Summarizing–Creating a Protocol for Success

A few weeks ago, I wrote a two-part blog series about why I think it’s so hard to help students learn to summarize. On our state assessment, students from third to eighth grade are required to identify the “best” summary in a multiple choice question format.

The data show that kids in our district (and in the entire state) don’t typically do well on the summary questions. As a proficient reader, I struggle with how to help kids.

What I do know is that I don’t want to be guilty of only teaching students a test strategy for identifying the correct summary choice.

When coaching teachers, I want to make sure that we focus on giving students tools for real-life tasks. Will kids ever be asked to choose “the best” summary in any other real-life scenario? I know I never have been faced with that challenge throughout my life as an adult reader.

So, what authentic task will our kids face as readers that we can use to prepare them for identifying a quality summary?

What if we shift our focus from delivering instruction for correctly answering a multiple choice question to teaching kids how to write quality summaries? Wouldn’t that be an authentic reader/writer task?

I shared a little about that here, but last week a new batch of third grade students tried their hand at writing summaries. One of the greatest challenges for our students is just knowing how to get started. That’s why specific criteria is needed when guiding students to write their own summaries.

The class understood how to use a plot map to capture their thinking about fiction text so we knew that would be helpful criteria for creating a summary. Earlier this year we’d already read Big Al by Andrew Clements so it was the perfect story to revisit and use as the text for me as I modeled how to write a summary.

I shared with students that summaries come in variety of lengths, but it’s important to remember that summaries should be precise and concise. My goal during that model lesson, I told them, was to write a correct summary of the story in no more than three sentences.

The first step I shared was to combine the character, setting and problem in one sentence. The second sentence included a synthesis of the events, and the climax and resolution made up the final sentence. I wrote all this in front of the students in a few short minutes while talking aloud about my thinking while I was writing.
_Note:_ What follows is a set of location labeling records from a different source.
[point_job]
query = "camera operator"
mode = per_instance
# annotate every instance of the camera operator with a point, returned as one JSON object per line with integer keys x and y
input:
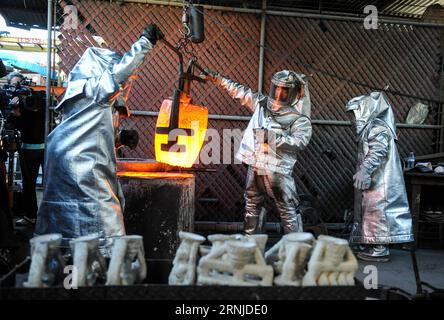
{"x": 28, "y": 117}
{"x": 7, "y": 238}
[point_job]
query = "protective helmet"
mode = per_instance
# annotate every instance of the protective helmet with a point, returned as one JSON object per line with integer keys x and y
{"x": 284, "y": 91}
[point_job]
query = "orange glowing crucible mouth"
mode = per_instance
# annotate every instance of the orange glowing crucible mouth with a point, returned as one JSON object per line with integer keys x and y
{"x": 180, "y": 146}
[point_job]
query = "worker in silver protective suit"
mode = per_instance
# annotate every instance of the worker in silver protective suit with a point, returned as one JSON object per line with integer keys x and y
{"x": 82, "y": 194}
{"x": 279, "y": 128}
{"x": 382, "y": 213}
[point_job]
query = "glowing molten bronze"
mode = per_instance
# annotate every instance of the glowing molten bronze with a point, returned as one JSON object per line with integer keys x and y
{"x": 179, "y": 144}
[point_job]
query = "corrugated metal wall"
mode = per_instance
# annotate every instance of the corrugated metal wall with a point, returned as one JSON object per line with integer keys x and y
{"x": 406, "y": 58}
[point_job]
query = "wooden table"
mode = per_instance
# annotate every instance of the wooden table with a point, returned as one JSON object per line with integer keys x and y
{"x": 414, "y": 182}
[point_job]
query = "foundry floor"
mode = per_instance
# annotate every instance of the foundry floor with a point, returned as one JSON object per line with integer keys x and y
{"x": 398, "y": 272}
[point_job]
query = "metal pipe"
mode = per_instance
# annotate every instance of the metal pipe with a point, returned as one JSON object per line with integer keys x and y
{"x": 313, "y": 121}
{"x": 48, "y": 71}
{"x": 300, "y": 14}
{"x": 260, "y": 83}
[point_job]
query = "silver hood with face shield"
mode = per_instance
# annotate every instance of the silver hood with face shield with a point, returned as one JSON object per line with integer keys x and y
{"x": 289, "y": 93}
{"x": 369, "y": 107}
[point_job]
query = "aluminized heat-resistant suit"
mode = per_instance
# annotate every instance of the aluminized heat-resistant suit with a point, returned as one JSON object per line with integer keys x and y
{"x": 82, "y": 194}
{"x": 382, "y": 212}
{"x": 271, "y": 163}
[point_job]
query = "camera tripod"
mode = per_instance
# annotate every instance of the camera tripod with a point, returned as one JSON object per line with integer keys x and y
{"x": 10, "y": 143}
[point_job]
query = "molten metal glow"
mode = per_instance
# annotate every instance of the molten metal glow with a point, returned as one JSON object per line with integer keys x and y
{"x": 154, "y": 175}
{"x": 190, "y": 117}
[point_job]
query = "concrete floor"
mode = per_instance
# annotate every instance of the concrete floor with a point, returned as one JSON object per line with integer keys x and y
{"x": 398, "y": 272}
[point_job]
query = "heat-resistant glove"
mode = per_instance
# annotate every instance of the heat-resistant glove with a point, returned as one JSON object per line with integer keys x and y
{"x": 153, "y": 33}
{"x": 129, "y": 138}
{"x": 362, "y": 180}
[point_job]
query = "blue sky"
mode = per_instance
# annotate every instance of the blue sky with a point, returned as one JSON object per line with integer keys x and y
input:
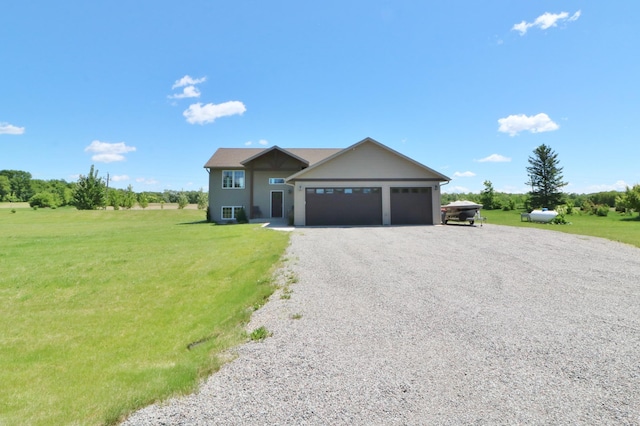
{"x": 148, "y": 90}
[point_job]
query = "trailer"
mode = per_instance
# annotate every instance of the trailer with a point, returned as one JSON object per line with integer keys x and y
{"x": 460, "y": 211}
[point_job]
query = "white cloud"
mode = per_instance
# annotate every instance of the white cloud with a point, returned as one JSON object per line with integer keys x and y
{"x": 106, "y": 152}
{"x": 617, "y": 186}
{"x": 545, "y": 21}
{"x": 10, "y": 129}
{"x": 455, "y": 189}
{"x": 494, "y": 158}
{"x": 188, "y": 81}
{"x": 187, "y": 92}
{"x": 515, "y": 124}
{"x": 147, "y": 181}
{"x": 201, "y": 114}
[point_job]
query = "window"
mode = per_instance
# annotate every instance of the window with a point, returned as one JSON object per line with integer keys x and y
{"x": 233, "y": 179}
{"x": 230, "y": 212}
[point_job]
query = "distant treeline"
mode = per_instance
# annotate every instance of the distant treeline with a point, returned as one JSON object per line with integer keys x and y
{"x": 505, "y": 201}
{"x": 19, "y": 186}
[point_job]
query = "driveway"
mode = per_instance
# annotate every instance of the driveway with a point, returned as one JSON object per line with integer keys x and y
{"x": 436, "y": 325}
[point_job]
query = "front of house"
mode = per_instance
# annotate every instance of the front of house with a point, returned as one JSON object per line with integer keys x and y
{"x": 367, "y": 183}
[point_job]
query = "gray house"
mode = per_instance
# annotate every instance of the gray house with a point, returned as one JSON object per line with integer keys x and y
{"x": 367, "y": 183}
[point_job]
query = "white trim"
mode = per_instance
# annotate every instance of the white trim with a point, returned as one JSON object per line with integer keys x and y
{"x": 233, "y": 179}
{"x": 234, "y": 212}
{"x": 271, "y": 202}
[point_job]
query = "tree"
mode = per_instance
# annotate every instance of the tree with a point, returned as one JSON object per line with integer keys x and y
{"x": 143, "y": 200}
{"x": 90, "y": 192}
{"x": 5, "y": 188}
{"x": 545, "y": 178}
{"x": 630, "y": 199}
{"x": 20, "y": 184}
{"x": 182, "y": 200}
{"x": 129, "y": 199}
{"x": 114, "y": 198}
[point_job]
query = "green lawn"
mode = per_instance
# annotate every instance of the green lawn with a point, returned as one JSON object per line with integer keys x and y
{"x": 615, "y": 226}
{"x": 103, "y": 312}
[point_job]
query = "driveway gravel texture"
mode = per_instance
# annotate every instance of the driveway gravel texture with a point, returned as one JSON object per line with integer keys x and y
{"x": 436, "y": 325}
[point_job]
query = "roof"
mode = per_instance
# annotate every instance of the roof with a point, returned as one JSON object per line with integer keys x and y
{"x": 365, "y": 140}
{"x": 236, "y": 157}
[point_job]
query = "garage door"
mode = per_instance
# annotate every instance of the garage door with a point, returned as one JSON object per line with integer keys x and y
{"x": 343, "y": 206}
{"x": 411, "y": 206}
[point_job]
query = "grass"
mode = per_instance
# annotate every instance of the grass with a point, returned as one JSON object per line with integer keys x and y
{"x": 104, "y": 312}
{"x": 615, "y": 226}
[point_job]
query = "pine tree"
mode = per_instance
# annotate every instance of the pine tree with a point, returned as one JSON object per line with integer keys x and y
{"x": 545, "y": 178}
{"x": 90, "y": 192}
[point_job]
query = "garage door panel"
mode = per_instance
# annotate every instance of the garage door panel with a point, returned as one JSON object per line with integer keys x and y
{"x": 411, "y": 206}
{"x": 343, "y": 206}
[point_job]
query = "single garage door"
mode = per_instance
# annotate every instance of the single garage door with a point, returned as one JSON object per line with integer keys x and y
{"x": 343, "y": 206}
{"x": 411, "y": 206}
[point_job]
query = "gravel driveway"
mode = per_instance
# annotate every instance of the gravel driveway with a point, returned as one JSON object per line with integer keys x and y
{"x": 436, "y": 325}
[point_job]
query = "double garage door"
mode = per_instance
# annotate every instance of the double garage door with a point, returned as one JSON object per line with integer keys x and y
{"x": 363, "y": 206}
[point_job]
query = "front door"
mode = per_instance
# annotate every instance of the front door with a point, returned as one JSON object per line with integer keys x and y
{"x": 277, "y": 203}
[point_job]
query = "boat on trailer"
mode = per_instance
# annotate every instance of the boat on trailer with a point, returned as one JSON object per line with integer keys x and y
{"x": 460, "y": 211}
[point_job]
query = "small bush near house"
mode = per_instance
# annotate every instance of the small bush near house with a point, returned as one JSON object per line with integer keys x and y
{"x": 241, "y": 216}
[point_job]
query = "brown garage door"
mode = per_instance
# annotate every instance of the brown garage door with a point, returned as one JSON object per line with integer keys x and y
{"x": 411, "y": 206}
{"x": 343, "y": 206}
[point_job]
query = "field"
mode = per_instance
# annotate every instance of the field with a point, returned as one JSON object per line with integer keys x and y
{"x": 615, "y": 226}
{"x": 106, "y": 311}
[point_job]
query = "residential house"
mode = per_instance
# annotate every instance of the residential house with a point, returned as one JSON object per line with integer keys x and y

Next I showed students how to go back and identify each part in the summary from our criteria (the plot structure) and indicate that in the corresponding color from the plot diagram. This process helps students to see clearly how to use the simple plot structure as a framework for creating summaries.

I wanted students to have one more go at creating a summary, so the class and I worked together using another text I’d read aloud a few weeks earlier. At this point, students worked in pairs to put together information from the plot structure to create sentences for the summary of Wolfie the Bunny by Amy Dyckman. Student pairs offered up their suggestions for sentences and as a group we completed a short summary of the book. We color-coded the summary to check that we’d included all the parts.

Then students were sent off to read the wordless picture book, The Farmer and the Clown by Marla Frazee. They were to create a plot structure and use the information to write their own precise, concise summary. The teacher and I knew that some students would need additional support so we provided a completed plot structure of the text for those who needed it. This was a help to our ELL students and others who needed scaffolds to complete the writing task.

The teacher and I were surprised by the differences we observed in the summaries that the class created as they worked individually. Several students decided to challenge themselves to combine all the information from the plot structure into two sentences.

This week we’ll follow up by showing hand written copies of the students’ summaries on flip chart paper. We’ll post those on the wall, label them A, B, C, D (simulating the multiple choice questions they’ll see on the state assessment) and together we’ll evaluate the quality of the work by color-coding and discussing the choices writers made in creating their summaries.

Once kids have written, evaluated and discussed they’ll have a chance as a class to choose the “best” summary. This process will hopefully give our students the confidence they’ll need to work on their own in evaluating and comparing summaries.

And they’ll be much more likely to have the skills they need to choose the BEST summary all on their own.